As announced by the Murmansk prosecutors office, extending the life-spans of reactors No. 1 and 2 at the Kola NPP (KNPP), which was granted by the Russias nuclear regulatory body within the Federal Service for Energy, Technological and Atomic Oversight (FSETAN) was fundamentally illegal: No state environmental impact studies were carried out, nor any public hearings on the issue held, as required by law. Protestors carried placards and banners that read Open the truth—shut the reactor.
The reactor that exploded at Chernobyl was brand new and had been in operation for barely two years. The now-extended first generation reactors and old. Their operation cold turn into a catastrophe any day, said Bellona researcher Igor Kudrik.
Violations
The Nos. 1 and 2 reactor at the KNPP went online in 1973 and 1974 respectively and are part of Russias first generation of reactors (the VVER 440/230 type). They were designed to work for 30 years. Correspondingly, they should have been shut down in 2003 and 2004.
But this did not happen. Instead, their operational life-spans, with a few upgrades, were granted. The licence for the their five-year operation extentions—granted by Russias civilian nuclear regulator Gosatomnadzor, FSETANs predecessor—were issued without conducting an obligatory state environmental impact study. Conducting such federal level studies is mandated by the law On environmental impact studies in article 11.
It should be noted that the first extension for the old reactors was issued in summer 2003—almost precisely after former Deputy Minister of Atomic Energy Andrei Malyshev was installed as Gosatomnadzors chief.
He replaced Yury Vishnevsky at this post. Vishnevsky had been an outspoken critic of the former Ministry of Atomic Energy, now known as the Federal Agency for Atomic energy, or Rosatom.
In April 2005, the Murmansk Regional Prosecutor issued a recommendation to annul the violations surrounding the reactor life-span extensions and force regulatory bodies and Rosenergoatom, Russians nuclear power plant operational conglomerate, to carry out the environmental impact studies. But none of these structures did as they were ordered.
The Murmansk Prosecutors again ordered the state structures to fulfil the earlier order, but got only the run around in return. In the near future, the Regional Prosecutor will send documentation on the case to the Prosecutor General in Moscow after a possible court petition regarding the non-compliance with the prosecutors recommendations.
The Situation on the Kola Peninsula A program for decommissioning the Kola NPP must be developed in the Murmansk region as well as a strategy for energy savings and the development of wind power.
At present, energy abounds on the Kola Peninsula.
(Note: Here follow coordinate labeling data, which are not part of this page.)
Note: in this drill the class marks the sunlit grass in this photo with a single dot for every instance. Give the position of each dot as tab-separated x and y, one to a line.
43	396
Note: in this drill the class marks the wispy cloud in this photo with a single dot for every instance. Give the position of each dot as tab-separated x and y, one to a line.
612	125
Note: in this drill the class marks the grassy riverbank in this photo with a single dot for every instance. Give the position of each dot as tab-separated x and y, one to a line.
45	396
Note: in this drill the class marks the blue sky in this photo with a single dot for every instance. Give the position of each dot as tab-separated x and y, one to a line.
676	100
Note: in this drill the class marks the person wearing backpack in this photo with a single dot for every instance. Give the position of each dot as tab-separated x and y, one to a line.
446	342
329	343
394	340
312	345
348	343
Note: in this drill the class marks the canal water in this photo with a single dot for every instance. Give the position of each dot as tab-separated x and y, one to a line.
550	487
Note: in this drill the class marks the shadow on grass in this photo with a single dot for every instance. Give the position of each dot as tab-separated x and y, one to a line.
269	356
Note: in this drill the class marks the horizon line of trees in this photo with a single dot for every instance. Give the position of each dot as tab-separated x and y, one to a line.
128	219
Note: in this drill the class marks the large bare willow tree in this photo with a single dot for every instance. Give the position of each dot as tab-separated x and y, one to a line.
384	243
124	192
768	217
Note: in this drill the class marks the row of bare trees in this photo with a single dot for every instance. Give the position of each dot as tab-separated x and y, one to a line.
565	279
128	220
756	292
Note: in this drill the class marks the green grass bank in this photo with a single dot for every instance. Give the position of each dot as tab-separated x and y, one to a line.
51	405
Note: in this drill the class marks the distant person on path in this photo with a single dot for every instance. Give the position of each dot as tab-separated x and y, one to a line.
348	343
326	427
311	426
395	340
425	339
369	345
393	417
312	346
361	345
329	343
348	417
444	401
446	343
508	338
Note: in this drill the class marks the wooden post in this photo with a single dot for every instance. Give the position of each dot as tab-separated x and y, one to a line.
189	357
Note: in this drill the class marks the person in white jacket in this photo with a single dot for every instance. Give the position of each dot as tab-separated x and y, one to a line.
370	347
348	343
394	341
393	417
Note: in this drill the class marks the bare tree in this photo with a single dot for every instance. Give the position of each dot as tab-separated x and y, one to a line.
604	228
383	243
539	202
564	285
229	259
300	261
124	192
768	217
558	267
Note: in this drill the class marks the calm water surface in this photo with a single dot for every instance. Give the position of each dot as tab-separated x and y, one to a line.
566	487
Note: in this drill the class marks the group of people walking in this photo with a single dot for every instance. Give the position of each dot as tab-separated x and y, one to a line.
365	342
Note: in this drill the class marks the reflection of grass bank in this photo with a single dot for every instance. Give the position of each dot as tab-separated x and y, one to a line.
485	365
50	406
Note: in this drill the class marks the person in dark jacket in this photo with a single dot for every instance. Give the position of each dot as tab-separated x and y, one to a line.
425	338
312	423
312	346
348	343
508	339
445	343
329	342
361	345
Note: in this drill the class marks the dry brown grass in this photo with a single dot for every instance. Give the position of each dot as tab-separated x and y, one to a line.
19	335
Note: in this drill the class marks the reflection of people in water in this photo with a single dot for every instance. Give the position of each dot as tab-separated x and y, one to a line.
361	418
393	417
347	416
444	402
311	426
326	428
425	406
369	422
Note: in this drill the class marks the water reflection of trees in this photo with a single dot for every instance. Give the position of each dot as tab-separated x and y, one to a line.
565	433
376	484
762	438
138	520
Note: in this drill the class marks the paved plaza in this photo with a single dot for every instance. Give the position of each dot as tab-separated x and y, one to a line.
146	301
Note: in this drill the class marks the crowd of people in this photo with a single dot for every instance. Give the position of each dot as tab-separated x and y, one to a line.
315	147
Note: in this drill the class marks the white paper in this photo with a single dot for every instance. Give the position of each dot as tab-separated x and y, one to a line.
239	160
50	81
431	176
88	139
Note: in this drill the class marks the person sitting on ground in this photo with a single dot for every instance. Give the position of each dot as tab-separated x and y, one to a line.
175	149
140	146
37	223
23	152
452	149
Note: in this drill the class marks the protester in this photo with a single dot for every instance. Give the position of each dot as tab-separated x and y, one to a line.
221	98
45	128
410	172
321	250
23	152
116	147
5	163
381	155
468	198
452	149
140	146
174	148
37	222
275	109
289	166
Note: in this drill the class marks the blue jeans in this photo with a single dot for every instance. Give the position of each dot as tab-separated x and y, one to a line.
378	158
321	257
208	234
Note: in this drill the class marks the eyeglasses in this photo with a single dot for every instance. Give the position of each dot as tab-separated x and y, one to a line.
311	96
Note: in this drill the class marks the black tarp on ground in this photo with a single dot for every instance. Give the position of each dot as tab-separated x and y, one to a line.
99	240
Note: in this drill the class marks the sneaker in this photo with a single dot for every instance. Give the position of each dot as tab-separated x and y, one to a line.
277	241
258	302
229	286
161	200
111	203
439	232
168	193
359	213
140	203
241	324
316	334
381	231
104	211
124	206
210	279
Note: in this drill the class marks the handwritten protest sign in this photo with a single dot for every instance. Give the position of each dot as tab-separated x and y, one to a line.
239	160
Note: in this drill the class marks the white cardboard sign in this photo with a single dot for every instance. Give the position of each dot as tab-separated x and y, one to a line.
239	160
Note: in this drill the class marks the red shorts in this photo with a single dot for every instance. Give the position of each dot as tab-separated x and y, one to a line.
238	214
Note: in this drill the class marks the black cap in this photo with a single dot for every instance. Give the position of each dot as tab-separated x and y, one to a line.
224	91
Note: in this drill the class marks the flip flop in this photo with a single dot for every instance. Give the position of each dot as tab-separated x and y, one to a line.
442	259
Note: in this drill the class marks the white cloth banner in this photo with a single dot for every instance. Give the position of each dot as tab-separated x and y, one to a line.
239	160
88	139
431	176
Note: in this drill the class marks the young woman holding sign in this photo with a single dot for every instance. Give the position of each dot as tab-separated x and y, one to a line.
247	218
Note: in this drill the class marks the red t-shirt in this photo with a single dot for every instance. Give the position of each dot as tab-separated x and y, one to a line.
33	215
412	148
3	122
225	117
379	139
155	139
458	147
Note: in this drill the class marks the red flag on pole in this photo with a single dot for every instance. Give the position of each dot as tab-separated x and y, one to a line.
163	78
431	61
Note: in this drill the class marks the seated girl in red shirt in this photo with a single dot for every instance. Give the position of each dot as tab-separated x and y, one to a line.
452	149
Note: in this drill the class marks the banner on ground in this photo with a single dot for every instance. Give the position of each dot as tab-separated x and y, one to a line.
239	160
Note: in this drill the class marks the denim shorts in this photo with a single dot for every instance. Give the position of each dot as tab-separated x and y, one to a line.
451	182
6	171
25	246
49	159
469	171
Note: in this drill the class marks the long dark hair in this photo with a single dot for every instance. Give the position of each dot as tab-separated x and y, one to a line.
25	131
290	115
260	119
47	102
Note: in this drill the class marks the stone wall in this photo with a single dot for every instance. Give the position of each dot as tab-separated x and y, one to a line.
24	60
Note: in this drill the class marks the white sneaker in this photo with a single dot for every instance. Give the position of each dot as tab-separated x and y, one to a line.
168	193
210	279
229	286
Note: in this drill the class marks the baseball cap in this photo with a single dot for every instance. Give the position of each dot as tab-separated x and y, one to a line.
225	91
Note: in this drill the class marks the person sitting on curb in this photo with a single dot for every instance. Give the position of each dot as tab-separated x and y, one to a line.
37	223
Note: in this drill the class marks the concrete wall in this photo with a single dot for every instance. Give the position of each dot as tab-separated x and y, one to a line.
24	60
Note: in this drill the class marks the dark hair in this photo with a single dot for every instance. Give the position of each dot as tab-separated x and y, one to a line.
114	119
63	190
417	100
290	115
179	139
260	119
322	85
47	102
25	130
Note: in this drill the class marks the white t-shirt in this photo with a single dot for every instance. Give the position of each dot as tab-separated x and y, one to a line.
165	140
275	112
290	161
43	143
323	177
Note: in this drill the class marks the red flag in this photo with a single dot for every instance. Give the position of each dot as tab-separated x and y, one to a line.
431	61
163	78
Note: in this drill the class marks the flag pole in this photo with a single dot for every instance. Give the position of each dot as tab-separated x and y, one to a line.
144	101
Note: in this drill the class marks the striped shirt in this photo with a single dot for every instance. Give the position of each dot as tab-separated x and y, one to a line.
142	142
Realising this, Rosatom is lobbying for the construction of an aluminum factory in Kandalashka in order to have an argument against closing the dangerous reactors. The factory would presumably supply the ailing reactors with parts.
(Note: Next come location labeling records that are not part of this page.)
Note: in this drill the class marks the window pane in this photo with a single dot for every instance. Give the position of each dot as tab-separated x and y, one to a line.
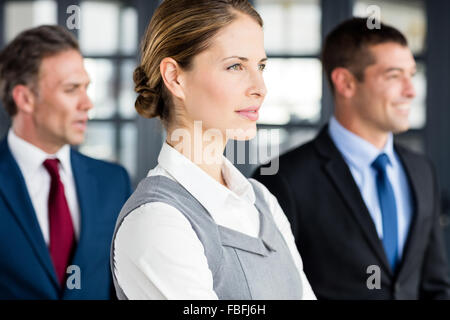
127	96
290	26
128	150
99	27
294	91
286	139
417	115
21	15
99	141
101	89
129	37
408	16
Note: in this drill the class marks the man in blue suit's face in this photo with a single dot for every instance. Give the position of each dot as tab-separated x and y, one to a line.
54	112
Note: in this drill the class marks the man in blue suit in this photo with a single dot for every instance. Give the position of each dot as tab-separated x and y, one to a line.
57	207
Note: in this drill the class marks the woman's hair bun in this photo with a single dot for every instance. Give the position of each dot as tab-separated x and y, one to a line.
148	99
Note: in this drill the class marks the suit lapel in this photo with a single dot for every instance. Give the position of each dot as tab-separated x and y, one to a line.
342	178
86	187
413	173
17	197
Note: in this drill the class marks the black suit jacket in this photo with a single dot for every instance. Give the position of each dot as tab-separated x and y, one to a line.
336	236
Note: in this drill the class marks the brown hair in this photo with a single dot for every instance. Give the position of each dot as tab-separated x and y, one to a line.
21	59
348	45
179	29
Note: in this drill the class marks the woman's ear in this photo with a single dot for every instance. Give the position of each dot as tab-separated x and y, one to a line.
23	98
172	76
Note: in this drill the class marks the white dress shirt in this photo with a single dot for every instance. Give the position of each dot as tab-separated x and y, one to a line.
359	155
37	179
157	253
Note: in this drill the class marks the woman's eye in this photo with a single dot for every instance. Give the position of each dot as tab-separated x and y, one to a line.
236	66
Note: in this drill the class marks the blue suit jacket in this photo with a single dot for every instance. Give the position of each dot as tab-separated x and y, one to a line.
26	269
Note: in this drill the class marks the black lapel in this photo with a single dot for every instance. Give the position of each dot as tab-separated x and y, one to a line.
413	171
346	187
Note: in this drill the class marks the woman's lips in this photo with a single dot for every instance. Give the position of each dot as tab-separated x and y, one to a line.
249	113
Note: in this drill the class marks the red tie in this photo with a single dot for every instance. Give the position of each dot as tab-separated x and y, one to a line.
61	229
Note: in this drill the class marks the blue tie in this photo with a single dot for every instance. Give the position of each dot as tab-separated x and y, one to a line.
388	209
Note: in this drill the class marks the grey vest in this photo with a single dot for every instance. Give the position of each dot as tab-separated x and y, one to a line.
243	267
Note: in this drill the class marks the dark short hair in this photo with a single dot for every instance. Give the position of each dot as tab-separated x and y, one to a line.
21	59
348	44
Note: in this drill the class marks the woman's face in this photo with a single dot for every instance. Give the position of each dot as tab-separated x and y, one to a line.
225	88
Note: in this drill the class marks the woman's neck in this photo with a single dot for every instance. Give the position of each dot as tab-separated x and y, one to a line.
207	155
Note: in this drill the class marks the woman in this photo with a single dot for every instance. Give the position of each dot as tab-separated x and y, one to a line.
196	228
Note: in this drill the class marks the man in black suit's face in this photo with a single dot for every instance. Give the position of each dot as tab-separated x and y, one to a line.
379	102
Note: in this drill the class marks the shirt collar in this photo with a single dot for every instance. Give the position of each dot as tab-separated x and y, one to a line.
30	158
210	193
359	152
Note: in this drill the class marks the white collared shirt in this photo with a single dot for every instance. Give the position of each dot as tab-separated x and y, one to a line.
37	179
359	155
150	264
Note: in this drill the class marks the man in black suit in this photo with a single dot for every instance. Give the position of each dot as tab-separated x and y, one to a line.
365	211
A similar initiative was undertaken to justify the extension of the LNPP reactors, however public protest and the lack of any economic benefit from the project brought it to a halt.
The energy power of the Kola NPPs reactors No. 1 and 2 comprise 880 MWts.
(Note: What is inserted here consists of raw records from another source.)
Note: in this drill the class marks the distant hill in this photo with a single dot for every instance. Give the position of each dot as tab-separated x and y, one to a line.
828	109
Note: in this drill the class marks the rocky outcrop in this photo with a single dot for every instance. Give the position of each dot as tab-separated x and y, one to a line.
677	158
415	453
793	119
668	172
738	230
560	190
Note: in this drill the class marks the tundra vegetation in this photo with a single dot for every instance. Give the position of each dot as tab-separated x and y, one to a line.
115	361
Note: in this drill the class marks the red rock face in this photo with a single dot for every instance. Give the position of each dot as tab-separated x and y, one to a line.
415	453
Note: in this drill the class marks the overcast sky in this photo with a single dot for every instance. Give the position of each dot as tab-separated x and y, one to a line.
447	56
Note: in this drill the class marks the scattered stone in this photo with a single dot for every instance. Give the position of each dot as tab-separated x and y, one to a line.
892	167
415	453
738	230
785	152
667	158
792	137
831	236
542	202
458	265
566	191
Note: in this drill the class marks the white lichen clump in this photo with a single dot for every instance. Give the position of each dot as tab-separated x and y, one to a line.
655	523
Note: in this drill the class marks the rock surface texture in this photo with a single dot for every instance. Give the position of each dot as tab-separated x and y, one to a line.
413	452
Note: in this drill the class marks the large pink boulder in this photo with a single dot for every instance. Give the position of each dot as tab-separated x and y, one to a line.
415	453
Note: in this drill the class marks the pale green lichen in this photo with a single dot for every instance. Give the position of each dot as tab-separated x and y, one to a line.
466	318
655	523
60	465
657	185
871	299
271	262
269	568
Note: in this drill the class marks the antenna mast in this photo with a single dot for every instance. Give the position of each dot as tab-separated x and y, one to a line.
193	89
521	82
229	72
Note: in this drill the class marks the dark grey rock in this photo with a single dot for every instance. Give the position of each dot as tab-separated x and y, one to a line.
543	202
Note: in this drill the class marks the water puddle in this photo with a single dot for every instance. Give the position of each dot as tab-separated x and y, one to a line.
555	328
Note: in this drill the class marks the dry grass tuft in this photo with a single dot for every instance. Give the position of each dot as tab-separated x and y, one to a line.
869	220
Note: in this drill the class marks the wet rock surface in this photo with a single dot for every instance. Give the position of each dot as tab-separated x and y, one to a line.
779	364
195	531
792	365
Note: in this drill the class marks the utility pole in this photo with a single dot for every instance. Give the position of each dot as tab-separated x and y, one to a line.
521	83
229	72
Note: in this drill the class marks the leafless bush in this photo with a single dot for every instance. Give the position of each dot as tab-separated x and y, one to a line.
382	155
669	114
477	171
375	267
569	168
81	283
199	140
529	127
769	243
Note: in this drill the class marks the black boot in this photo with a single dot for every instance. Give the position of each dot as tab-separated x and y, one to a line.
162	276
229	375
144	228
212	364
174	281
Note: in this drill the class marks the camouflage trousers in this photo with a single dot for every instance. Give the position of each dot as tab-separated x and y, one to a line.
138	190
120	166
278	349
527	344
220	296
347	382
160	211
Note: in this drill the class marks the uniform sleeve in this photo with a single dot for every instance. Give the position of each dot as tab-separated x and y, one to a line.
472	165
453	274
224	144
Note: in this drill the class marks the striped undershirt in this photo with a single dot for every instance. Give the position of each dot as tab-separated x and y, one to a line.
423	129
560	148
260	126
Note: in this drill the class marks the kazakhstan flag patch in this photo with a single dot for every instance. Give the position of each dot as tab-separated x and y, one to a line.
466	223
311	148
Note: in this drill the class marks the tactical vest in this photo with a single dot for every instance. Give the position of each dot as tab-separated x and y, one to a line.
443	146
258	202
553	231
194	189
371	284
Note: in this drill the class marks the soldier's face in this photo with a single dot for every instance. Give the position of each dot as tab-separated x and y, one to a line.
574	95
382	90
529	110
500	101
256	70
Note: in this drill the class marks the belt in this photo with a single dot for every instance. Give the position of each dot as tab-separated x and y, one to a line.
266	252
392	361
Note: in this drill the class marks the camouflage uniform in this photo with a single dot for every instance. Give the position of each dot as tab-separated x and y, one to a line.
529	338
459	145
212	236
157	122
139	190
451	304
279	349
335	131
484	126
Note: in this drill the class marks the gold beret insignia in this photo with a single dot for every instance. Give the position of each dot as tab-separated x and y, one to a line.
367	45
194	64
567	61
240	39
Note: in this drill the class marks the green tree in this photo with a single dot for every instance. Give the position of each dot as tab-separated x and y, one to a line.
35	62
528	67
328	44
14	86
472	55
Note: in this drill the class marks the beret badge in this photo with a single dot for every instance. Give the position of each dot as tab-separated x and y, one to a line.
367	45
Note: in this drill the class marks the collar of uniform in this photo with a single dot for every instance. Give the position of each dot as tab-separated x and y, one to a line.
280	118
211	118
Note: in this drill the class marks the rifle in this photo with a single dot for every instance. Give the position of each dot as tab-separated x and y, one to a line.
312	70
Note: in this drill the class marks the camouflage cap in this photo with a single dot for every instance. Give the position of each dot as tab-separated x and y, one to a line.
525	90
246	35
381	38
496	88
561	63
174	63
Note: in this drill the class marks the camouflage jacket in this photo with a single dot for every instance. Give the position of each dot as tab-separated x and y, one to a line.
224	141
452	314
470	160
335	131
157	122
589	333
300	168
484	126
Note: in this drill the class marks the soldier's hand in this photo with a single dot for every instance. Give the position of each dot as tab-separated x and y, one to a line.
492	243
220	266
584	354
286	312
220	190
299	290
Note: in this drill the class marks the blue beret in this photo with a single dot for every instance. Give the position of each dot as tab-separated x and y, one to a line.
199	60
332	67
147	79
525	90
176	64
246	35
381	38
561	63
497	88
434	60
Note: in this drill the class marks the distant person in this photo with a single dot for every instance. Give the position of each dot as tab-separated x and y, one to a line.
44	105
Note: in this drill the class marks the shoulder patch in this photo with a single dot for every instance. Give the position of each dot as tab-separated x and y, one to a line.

The energy lost by taking these reactors of the grid could be temporarily compensated for by thermoelectric energy, as well as with the help of wind energy.
Just using the existent hydropower, windmills could be installed with a power output of 550 MWts, Valery Minin, laboratory chief at the Kola Scientific Centre in the town of Apatiti, told Bellona Web in an interview.
All the prerequisites for joint use of hydroelectric power and wind power are there: The biggest consumption of thermal and electrical energy comes during the winter, and with winter comes maximum intensity winds and minimum flow in freezing rivers. By the same token, both forms of energy could compliment one another.
The yearly wind energy potential on the Kola Peninsula, according to the Kola Scientific Centres data, is 350 TWts per hour. This corresponds to a wind park with a general established power level of 120,000 MWts. The technical resources of wind energy along a narrow seaboard strand (some 15-20 kilometers wide) where the average yearly wind speed is 8 kilometers an hour has been established as producing 125 TWts per hour a year, which constitutes a 40,000 MWt wind park.